Yves Kerhélo
III
Dans une toute petite chaumière, devant un triste feu de bruyère sèche, la famille Kerhélo est rassemblée. La mère, assise sur la pierre du foyer, les coudes sur ses genoux, la figure cachée dans ses mains, pleure toutes ses larmes. Corentine, accroupie près d’elle, le front baissé, les mains jointes, est l’image de la douleur muette.

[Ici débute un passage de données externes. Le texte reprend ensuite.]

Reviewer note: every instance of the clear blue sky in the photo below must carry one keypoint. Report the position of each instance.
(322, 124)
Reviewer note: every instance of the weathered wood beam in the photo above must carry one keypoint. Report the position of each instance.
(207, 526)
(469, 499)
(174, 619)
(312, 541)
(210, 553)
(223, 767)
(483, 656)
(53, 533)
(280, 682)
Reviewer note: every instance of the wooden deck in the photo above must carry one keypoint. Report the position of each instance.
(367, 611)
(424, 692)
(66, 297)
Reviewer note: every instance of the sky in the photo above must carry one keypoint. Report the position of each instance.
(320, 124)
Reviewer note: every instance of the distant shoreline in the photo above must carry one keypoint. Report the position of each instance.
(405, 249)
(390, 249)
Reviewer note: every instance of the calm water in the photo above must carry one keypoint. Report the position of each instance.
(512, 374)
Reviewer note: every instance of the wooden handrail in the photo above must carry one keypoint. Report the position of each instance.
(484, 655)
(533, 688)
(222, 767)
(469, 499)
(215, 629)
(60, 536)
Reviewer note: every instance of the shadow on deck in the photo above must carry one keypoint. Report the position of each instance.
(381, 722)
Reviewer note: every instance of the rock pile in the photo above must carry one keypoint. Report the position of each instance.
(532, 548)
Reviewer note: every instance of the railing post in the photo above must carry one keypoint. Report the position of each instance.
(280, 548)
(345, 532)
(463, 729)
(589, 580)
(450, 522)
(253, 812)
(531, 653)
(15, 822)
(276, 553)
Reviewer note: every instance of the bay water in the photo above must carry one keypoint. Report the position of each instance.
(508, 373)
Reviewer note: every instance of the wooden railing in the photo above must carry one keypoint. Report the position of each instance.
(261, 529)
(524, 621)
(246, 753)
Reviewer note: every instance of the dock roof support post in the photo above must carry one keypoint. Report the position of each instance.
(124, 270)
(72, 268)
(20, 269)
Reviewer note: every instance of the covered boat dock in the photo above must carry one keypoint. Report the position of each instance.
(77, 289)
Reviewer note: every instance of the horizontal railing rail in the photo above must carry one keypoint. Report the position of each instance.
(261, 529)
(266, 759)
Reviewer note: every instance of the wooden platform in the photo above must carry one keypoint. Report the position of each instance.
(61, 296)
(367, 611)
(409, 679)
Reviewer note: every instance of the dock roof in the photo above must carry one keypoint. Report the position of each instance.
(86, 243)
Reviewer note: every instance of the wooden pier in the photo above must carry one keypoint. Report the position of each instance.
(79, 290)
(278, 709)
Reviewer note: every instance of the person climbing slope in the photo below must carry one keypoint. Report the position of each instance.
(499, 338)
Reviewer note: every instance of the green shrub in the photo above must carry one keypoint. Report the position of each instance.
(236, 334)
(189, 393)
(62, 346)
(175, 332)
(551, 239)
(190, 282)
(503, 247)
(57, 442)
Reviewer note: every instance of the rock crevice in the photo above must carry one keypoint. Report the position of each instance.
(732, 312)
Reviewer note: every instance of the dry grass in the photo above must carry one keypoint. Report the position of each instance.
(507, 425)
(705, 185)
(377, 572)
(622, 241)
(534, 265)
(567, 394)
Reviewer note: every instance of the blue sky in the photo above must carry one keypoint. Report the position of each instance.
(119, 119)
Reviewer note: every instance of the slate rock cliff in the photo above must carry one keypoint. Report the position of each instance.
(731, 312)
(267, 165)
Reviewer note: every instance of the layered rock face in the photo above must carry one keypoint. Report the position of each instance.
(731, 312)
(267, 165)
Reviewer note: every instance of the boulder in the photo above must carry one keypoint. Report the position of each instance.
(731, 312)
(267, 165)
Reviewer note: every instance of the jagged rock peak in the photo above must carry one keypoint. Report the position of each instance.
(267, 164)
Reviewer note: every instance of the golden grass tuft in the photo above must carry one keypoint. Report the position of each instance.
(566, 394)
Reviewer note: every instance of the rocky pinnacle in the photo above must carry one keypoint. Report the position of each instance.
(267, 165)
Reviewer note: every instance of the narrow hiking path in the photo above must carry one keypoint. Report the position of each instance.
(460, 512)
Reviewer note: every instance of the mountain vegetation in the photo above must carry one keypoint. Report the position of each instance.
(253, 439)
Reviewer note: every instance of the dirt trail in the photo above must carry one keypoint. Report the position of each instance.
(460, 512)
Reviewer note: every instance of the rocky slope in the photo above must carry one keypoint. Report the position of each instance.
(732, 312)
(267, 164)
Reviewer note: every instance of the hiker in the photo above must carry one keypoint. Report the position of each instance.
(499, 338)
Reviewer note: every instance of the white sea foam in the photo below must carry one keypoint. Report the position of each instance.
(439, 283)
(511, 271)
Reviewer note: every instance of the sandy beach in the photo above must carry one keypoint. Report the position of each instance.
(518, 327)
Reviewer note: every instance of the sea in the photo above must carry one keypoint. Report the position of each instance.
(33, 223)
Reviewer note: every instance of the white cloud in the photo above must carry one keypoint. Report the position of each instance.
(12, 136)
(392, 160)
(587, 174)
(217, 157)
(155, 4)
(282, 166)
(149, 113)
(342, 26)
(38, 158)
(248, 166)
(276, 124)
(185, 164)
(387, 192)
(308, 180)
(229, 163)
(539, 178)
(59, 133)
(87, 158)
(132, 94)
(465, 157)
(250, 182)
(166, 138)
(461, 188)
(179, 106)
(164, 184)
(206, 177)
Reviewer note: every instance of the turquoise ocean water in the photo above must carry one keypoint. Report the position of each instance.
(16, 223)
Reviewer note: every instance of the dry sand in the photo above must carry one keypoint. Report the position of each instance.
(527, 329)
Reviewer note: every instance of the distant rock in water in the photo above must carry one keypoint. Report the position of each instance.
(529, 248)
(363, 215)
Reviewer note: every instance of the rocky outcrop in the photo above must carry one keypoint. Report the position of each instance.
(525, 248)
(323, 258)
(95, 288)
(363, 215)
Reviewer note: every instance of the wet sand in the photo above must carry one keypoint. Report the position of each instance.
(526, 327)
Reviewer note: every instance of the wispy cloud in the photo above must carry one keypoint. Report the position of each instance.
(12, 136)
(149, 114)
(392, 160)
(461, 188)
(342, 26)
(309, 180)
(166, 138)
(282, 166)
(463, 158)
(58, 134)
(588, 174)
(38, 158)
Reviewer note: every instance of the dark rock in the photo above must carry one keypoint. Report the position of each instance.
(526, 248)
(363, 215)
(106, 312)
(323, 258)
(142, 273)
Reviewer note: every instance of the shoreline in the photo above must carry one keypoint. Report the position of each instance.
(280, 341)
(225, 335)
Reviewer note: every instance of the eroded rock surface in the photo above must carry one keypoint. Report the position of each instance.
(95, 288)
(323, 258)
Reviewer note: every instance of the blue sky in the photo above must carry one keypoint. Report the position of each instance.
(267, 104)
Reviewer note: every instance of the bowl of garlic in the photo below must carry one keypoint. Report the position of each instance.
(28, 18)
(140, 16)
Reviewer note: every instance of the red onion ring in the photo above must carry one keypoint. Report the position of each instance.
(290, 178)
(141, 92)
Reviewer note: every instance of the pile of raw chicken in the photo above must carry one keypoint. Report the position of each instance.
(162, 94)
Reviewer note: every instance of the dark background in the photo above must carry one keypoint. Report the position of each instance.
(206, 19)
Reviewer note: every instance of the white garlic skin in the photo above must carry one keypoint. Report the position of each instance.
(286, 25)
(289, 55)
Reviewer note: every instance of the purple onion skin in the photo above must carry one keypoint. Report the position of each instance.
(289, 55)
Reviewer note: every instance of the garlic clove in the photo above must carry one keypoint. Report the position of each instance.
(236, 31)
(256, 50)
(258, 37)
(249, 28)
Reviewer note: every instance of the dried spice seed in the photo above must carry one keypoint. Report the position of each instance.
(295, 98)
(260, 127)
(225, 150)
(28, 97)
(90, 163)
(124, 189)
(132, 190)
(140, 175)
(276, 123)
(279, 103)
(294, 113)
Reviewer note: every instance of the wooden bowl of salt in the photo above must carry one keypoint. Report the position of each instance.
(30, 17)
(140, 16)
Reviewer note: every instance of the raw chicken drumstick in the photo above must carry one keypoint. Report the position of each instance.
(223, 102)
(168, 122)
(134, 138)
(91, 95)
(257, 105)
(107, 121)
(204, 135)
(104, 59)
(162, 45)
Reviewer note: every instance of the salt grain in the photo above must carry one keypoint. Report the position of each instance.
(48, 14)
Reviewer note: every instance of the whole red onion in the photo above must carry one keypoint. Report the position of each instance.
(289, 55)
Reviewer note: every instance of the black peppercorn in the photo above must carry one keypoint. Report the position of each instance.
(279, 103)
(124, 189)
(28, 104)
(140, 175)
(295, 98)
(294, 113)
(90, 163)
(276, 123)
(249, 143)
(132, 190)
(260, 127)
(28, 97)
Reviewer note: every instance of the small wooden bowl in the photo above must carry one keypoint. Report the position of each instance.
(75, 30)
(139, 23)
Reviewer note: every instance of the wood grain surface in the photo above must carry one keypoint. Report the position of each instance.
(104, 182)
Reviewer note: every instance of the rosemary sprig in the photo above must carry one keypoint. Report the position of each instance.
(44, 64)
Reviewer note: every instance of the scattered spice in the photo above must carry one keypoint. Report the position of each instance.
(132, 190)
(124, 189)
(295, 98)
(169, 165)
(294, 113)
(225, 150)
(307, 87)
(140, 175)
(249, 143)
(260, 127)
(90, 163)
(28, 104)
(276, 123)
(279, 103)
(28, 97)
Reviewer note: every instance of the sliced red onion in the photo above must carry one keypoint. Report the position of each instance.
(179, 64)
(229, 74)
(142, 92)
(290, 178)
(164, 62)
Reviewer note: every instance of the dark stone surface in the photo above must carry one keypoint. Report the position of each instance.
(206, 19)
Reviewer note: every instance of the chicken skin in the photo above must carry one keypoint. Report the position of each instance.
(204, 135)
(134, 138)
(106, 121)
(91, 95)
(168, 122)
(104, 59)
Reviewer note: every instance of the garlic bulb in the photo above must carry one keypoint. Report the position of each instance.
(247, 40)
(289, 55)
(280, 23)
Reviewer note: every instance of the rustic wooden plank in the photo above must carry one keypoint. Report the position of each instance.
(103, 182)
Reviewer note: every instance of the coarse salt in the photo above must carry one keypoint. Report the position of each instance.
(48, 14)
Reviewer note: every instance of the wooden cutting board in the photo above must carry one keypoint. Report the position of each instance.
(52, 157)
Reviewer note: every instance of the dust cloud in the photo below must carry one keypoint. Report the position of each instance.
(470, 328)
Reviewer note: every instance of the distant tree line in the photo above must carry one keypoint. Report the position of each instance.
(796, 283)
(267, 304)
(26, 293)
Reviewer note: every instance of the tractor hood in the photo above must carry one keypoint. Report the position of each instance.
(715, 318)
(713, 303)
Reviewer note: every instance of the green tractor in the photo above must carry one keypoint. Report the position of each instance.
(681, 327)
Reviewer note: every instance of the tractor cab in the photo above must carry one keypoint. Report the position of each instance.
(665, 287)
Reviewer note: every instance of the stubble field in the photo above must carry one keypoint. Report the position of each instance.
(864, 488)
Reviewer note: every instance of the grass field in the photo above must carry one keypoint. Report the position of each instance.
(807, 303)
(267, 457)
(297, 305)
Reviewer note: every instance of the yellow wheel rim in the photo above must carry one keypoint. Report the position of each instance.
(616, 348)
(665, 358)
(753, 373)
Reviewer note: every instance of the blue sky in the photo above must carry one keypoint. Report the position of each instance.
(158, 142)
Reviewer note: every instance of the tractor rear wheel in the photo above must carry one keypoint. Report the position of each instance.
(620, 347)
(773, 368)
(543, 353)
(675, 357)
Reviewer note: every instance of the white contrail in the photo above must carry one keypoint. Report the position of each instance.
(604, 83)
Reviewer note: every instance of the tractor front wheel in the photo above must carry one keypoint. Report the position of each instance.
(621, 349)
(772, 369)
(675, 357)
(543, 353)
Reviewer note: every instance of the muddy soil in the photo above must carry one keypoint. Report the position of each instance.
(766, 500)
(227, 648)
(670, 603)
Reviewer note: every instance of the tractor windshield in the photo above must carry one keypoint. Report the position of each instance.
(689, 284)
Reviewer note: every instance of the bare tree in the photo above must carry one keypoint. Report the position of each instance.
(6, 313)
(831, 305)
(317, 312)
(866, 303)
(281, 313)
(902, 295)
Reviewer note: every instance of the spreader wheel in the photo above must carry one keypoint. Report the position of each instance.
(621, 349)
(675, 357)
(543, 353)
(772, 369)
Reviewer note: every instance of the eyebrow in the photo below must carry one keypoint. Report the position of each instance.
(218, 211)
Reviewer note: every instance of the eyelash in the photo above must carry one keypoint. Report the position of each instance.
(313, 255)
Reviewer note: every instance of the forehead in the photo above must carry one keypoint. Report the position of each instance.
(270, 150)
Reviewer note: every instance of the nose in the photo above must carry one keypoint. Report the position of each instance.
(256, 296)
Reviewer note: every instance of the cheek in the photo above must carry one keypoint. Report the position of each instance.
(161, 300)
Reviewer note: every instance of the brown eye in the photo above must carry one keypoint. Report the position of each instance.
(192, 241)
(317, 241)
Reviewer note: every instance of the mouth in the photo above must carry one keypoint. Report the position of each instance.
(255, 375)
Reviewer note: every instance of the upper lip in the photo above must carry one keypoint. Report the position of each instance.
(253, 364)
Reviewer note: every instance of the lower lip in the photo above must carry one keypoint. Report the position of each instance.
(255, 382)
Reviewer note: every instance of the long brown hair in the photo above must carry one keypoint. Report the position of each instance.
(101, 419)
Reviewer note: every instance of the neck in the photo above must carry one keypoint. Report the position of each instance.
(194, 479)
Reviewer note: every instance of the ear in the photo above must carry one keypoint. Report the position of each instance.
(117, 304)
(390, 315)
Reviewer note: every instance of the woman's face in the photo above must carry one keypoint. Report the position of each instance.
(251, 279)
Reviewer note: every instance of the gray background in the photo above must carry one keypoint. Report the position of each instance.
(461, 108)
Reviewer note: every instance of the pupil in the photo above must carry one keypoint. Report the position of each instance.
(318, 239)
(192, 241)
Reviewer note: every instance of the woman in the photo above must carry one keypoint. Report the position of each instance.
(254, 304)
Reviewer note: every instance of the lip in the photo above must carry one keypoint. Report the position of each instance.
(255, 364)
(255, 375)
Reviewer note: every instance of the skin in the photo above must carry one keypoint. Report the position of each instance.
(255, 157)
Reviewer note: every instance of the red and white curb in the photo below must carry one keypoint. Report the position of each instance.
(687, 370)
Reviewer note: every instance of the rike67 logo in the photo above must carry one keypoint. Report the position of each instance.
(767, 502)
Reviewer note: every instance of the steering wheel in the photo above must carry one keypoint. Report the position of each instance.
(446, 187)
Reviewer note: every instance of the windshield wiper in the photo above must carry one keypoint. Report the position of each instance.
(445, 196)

Yves, soucieux, regarde sa mère et sa sœur, et parfois aussi, le misérable intérieur qui a remplacé leur confortable logis de jadis. Plus de grand coffre au large couvercle, plus de banc à dossier sculpté ; plus de lit à moulures luisantes, plus d’armoire aux portes constellées de clous de cuivre ; plus de crédence joyeuse où s’étalent les faïences de Locmaria, et les petits cadres brillants des portraits de famille. Tout cela a été vendu la veille, vendu par le père Laz, le plus impitoyable des créanciers. Vendu aussi le courtil plein de fleurs et de ruches ; vendue la bonne vache noire, l’amie de la maison ; vendus le pré où elle paissait, l’étable où elle dormait ; vendu le toit de ses maîtres, vendus les meubles, les outils, les provisions…
— Ah ! mes pauvres enfants ! il ne nous reste rien ! s’écrie, dans un sanglot, la veuve désespérée, je voudrais être là où est mon Stenic. Au moins, je ne verrais pas votre misère !
— Il nous reste cela, mère, dit Yves en étendant ses deux bras vigoureux.
— Et l’aide de Dieu, dit Corentine.
La veuve se signa.
— C’est peut-être péché que de parler comme j’ai fait tout à l’heure, dit-elle, mais mon cœur est en morceaux, et j’ai l’esprit tout chaviré. Qu’allons-nous faire ?
— J’ai treize ans, je sais lire, écrire et compter, je n’ai plus besoin d’aller à l’école. Je vais aller à la pêche, reprit le jeune garçon. Corentin Lanmeur cherche un mousse.
Sa mère se leva frémissante, ses yeux noirs, encore pleins de larmes, lançaient des éclairs.
— Yves ! Yves Kerhélo ! mon fils ! je te le défends ! La mer m’a pris ton père, c’est assez ! il n’y aura plus de marin dans la famille, du moins tant que je vivrai !
— Il faut pourtant travailler et gagner notre pain, répondit le gars, et notre loyer aussi… puisque nous sommes chez les autres ! ajouta-t-il d’une voix altérée.
Je vais chercher à faire des journées, dit la mère, pendant l’été, au moins. Il vient du monde pour les bains de mer, je trouverai bien à m’employer, et toi, Yves, tu iras servir les maçons. Je connais l’entrepreneur qui bâtit l’hôtel Bellevue, il te prendra par amitié pour nous.
— Et moi ? maman, dit timidement Corentine.
Yves se tourna brusquement vers elle : — Toi, Corentine, tu seras maîtresse d’école, comme c’était convenu du temps de notre père.
— Nous sommes trop misérables pour cela, mon pauvre Yves, je dois aider notre mère, je sais coudre et repasser, j’aurai de l’ouvrage chez les baigneurs, et vous verrez, maman, — elle embrassa sa mère, — qu’avec du courage, et la Providence aidant, nous sortirons de peine.
— Et je vous rachèterai votre armoire de mariage, dit Yves en lui caressant les mains.
— Et moi, la crédence, reprit Corentine.
— Vous êtes de bons enfants, dit la veuve, c’est une grande consolation dans mon malheur. Soupons puisqu’il y a encore sur notre table un peu de lard et du pain. Demain, le bon Dieu nous enverra le moyen de gagner notre vie, espérons-le.
Et la famille désolée s’assit devant le repas du soir.